Few people know this better than Dan O’Neill. The San Francisco health care official called local primary care physicians listed in his health plan’s directory, through a major national carrier, and was unable to get an appointment. No one he spoke to could tell him if UCSF Health, one of the city’s major health systems, was part of his network.
“I spent almost a week trying to sort this out and eventually had to give up and pay the $75 copayment to go to emergency care because it was the only option,” says O’Neill. “I now live a seven or eight minute walk from the main buildings at UCSF, and to this day I have no idea if they’re part of my network or not, which is crazy because I do it in a professional way.”
Consumer health advocates say insurers don’t take the accuracy of directories seriously. “We have health plans with millions enrolled and hundreds of millions on reserve,” says Beth Capell, lobbyist for Sacramento-based Health Access California. “These people have the resources to do it if they thought it was a priority.”
Industry analysts and academic researchers say it’s more complicated than that.
Health plans contract with hundreds of thousands of providers and constantly have to pester them to send updates. Are they still with the same practice? At the same address? Accepting new patients?
For doctors and other practitioners, answering such surveys — sometimes from dozens of health plans — is hardly at the top of their to-do list. Insurers typically offer multiple health plans, each with a different constellation of providers, who may not always know which ones they are in.
The law gives insurers some leverage to get providers to respond, and an entire industry has sprung up around collecting updates from providers through a centralized portal and selling the information to health plans. The problem of vagueness remains, however. Healthcare plans and providers often have outdated data systems that don’t communicate with each other.
Significantly improving health plan directories will require “more connectivity and interoperability,” says Simon Haeder, associate professor at Texas A&M University’s School of Public Health and co-author of the Directory Accuracy Study and quick access.
Until that day comes, you will have to fend for yourself. Be diligent when using your health plan’s provider directory. You should use it as a first stop – or to check if a doctor recommended by a friend is in your network.

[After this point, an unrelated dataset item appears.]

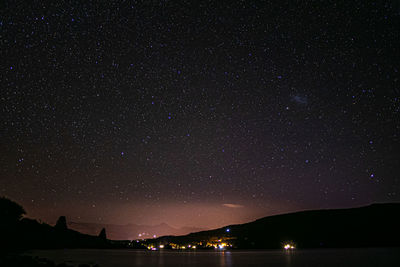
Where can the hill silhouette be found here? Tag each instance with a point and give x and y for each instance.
(19, 233)
(376, 225)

Remember the laws that say you can’t be charged out-of-network rates if the doctor you’re seeing was listed in your health plan directory? You will have to prove that it was. So take a screenshot of the directory showing the provider name and save it. Then call the doctor’s office to check. Take notes and get the name of the person you spoke to. If there is a discrepancy, call your health plan as well.

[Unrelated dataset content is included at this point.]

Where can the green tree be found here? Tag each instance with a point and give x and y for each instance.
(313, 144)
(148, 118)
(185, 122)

If you find an inaccurate entry, report it to your health plan. California law requires plans to provide instructions for consumers to do so. If you’re in a commercial health plan, your policy is likely regulated by the Department of Managed Health Care. You can file a complaint with the ministry (888-466-2219 or www.healthhelp.ca.gov). Since California’s provider directory law took effect, the department has helped resolve 279 complaints, spokeswoman Rachel Arrezola said.

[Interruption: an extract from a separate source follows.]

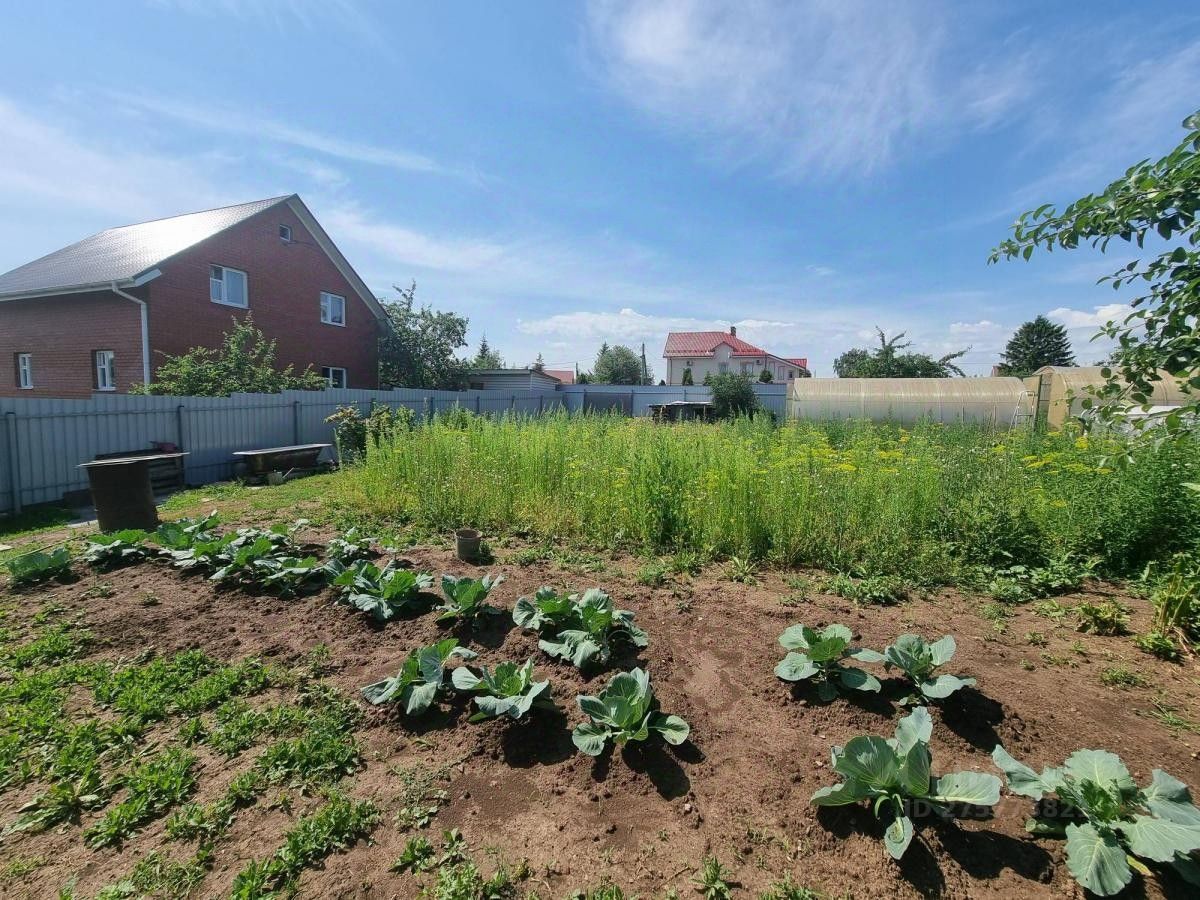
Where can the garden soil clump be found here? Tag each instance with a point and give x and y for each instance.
(646, 816)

If your plan has a different regulatory body, the ministry can point you in the right direction.
If you are one of approximately 6 million Californians in a federally regulated employer or union plan and receive a large out-of-network bill from a doctor that was listed in your health plan directory, you can lodge an appeal via the office. for this purpose (800-985-3059 or www.cms.gov/nosurprises).
Ultimately, efforts to improve the accuracy of provider directories are part of a broader campaign for greater transparency in healthcare pricing and easier access. to patient records. All of this will require a more open information highway.
KHN (Kaiser Health News) is a national newsroom that produces in-depth journalism on health issues. Along with policy analysis and polls, KHN is one of the three main operating programs of the KFF (Kaiser Family Foundation). KFF is an endowed non-profit organization providing information on health issues to the nation.